Chaque période correspond aux phases préparatoires pour chaque catégorie (information et sensibilisation, accompagnement à la transition, premières restrictions) jusqu’à la date d’interdiction définitive (avec contrôles et sanctions) 

 

Par exemple, pour les Crit’Air 5, la ZFE entre en vigueur en 2022 et leur interdiction définitive de circuler en 2023 ; 2022 étant consacrée à faire de la communication ciblée, à accompagner les ménages et à organiser le changement.
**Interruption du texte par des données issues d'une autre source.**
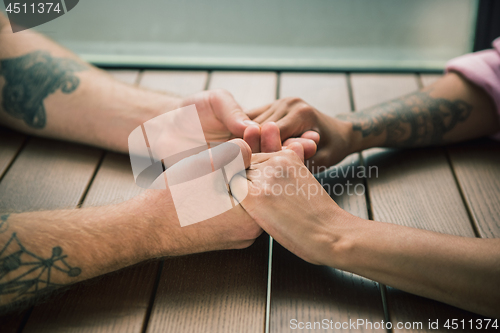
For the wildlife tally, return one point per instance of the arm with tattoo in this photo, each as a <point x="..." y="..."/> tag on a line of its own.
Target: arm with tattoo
<point x="48" y="91"/>
<point x="448" y="111"/>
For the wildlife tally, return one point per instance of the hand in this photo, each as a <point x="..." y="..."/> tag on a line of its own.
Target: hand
<point x="287" y="201"/>
<point x="290" y="205"/>
<point x="222" y="118"/>
<point x="233" y="229"/>
<point x="297" y="121"/>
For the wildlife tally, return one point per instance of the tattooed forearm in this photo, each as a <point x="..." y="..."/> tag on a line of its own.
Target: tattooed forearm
<point x="24" y="274"/>
<point x="29" y="79"/>
<point x="413" y="120"/>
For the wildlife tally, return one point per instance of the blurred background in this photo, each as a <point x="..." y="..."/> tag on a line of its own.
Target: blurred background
<point x="270" y="34"/>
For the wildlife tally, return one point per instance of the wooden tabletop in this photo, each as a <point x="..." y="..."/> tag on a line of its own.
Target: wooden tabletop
<point x="453" y="190"/>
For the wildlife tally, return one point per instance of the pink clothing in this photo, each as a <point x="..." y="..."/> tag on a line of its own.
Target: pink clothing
<point x="483" y="69"/>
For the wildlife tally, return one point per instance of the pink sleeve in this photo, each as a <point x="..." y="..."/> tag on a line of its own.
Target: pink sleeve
<point x="483" y="69"/>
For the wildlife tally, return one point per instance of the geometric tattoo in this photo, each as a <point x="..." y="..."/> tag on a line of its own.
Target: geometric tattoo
<point x="30" y="275"/>
<point x="29" y="79"/>
<point x="413" y="120"/>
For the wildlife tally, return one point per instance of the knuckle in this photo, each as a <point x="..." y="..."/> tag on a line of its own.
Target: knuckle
<point x="304" y="110"/>
<point x="293" y="100"/>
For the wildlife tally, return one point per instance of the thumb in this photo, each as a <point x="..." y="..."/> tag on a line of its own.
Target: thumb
<point x="229" y="112"/>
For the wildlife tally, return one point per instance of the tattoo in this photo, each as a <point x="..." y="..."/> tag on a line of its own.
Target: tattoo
<point x="413" y="120"/>
<point x="30" y="274"/>
<point x="29" y="79"/>
<point x="4" y="225"/>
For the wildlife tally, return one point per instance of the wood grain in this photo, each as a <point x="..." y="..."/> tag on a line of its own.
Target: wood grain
<point x="250" y="89"/>
<point x="310" y="293"/>
<point x="326" y="92"/>
<point x="477" y="168"/>
<point x="415" y="188"/>
<point x="178" y="82"/>
<point x="10" y="143"/>
<point x="221" y="291"/>
<point x="371" y="89"/>
<point x="213" y="292"/>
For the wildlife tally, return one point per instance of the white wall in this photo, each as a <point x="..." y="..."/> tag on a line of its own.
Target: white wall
<point x="269" y="33"/>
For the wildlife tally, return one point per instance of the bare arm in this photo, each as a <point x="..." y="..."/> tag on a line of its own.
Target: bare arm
<point x="48" y="91"/>
<point x="42" y="251"/>
<point x="460" y="271"/>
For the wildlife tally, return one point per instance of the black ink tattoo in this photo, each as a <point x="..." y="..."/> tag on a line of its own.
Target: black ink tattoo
<point x="29" y="79"/>
<point x="413" y="120"/>
<point x="4" y="225"/>
<point x="29" y="274"/>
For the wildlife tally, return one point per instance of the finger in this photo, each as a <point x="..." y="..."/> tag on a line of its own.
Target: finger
<point x="297" y="148"/>
<point x="230" y="113"/>
<point x="252" y="137"/>
<point x="311" y="135"/>
<point x="254" y="113"/>
<point x="270" y="140"/>
<point x="246" y="151"/>
<point x="308" y="145"/>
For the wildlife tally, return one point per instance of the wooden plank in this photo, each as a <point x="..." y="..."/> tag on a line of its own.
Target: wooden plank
<point x="115" y="302"/>
<point x="477" y="168"/>
<point x="46" y="175"/>
<point x="428" y="79"/>
<point x="10" y="143"/>
<point x="219" y="292"/>
<point x="178" y="82"/>
<point x="371" y="89"/>
<point x="222" y="291"/>
<point x="315" y="292"/>
<point x="326" y="92"/>
<point x="250" y="89"/>
<point x="126" y="76"/>
<point x="415" y="188"/>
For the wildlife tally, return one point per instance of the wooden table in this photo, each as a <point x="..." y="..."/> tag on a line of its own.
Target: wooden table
<point x="454" y="190"/>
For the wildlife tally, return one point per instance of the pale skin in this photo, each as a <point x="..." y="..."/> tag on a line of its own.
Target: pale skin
<point x="48" y="91"/>
<point x="460" y="271"/>
<point x="104" y="112"/>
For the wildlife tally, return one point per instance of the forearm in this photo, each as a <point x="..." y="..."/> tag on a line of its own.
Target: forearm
<point x="48" y="91"/>
<point x="456" y="270"/>
<point x="42" y="251"/>
<point x="450" y="110"/>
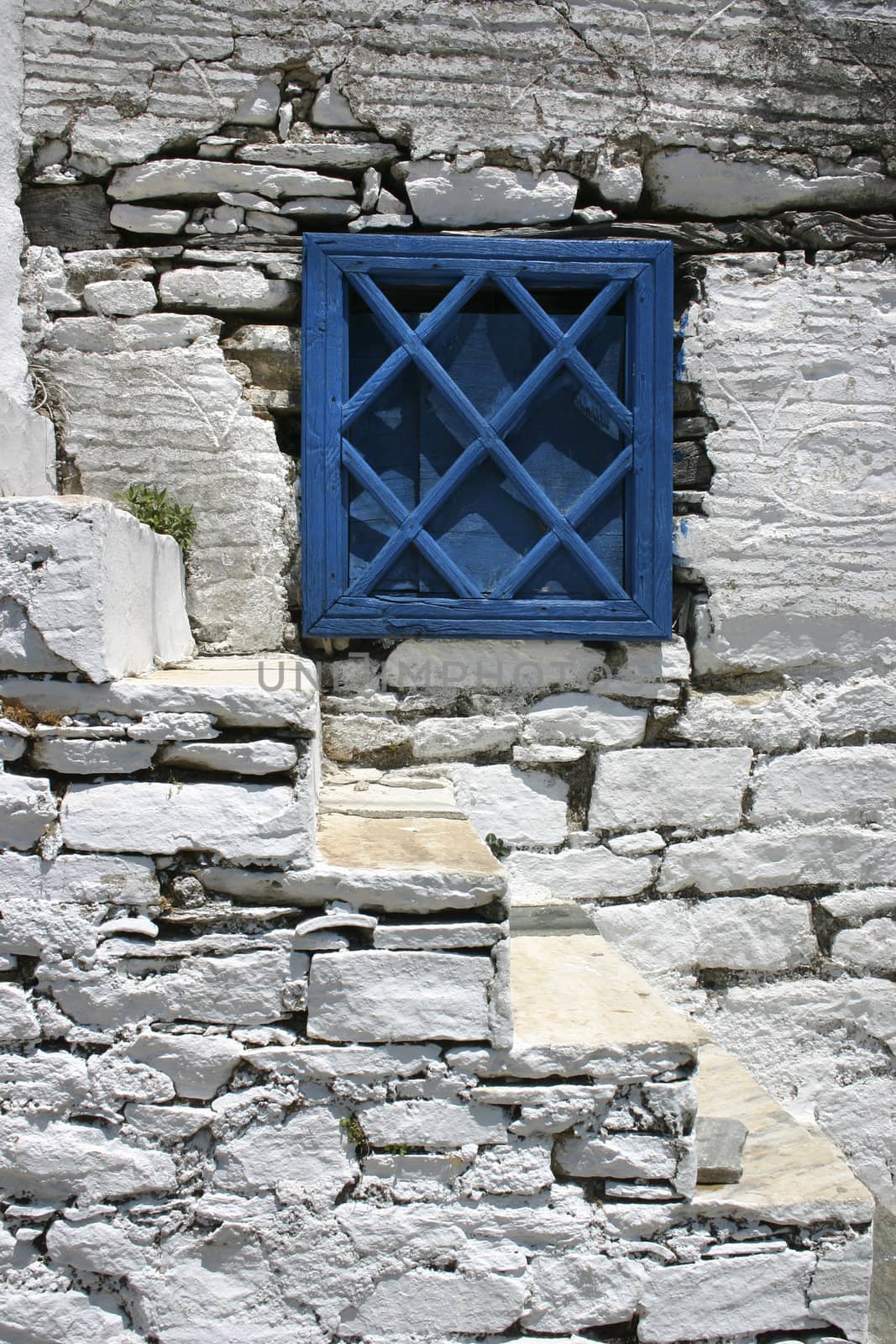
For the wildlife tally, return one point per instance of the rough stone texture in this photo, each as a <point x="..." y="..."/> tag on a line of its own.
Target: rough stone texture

Il y aura des contrôles pédagogiques durant ses phases de préparation. 

  • Ce calendrier répond à trois objectifs : 

  • - un dispositif cohérent et lisible pour tous sur le territoire de l’Eurométropole

  • - une temporalité qui permet à chacun·e d’adapter ses pratiques de mobilité pour ne laisser personne de côté,

  • - l’atteinte des résultats escomptés en terme de qualité de l’air et de santé publique. 

 

 

 

Pour aider chacun∙e dans cette transition, un accompagnement vers les mobilités alternatives, des aides financières massives et des dérogations seront proposés. Chaque étape formelle d’interdiction définitive et permanente, qui se traduira par des contrôles et sanctions, sera précédée d’une phase renforcée et adaptée dans sa durée d’accompagnement des habitants et des entreprises.

 

Pour favoriser la mutation de leurs pratiques de mobilité, l’Eurométropole, avec l’appui des communes, mettra en place du conseil personnalisé en mobilité, un accompagnement pour les demandes d’aides, des campagnes d’information et des contrôles pédagogiques (distribution de flyers, orientation vers les services d’accompagnement). 

Une évaluation annuelle 

Enfin, pour vérifier l’efficacité du dispositif, des évaluations annuelles seront réalisées. Entre 2023 et 2024, une évaluation renforcée de l’impact de ces mesures sur la qualité de l’air, la santé, l’évolution du parc de véhicules et des pratiques de mobilité sera organisée et fera l’objet d’une nouvelle concertation citoyenne. Elle permettra de vérifier que le calendrier est compatible avec l’atteinte des objectifs de qualité de l’air et de santé des habitants du territoire.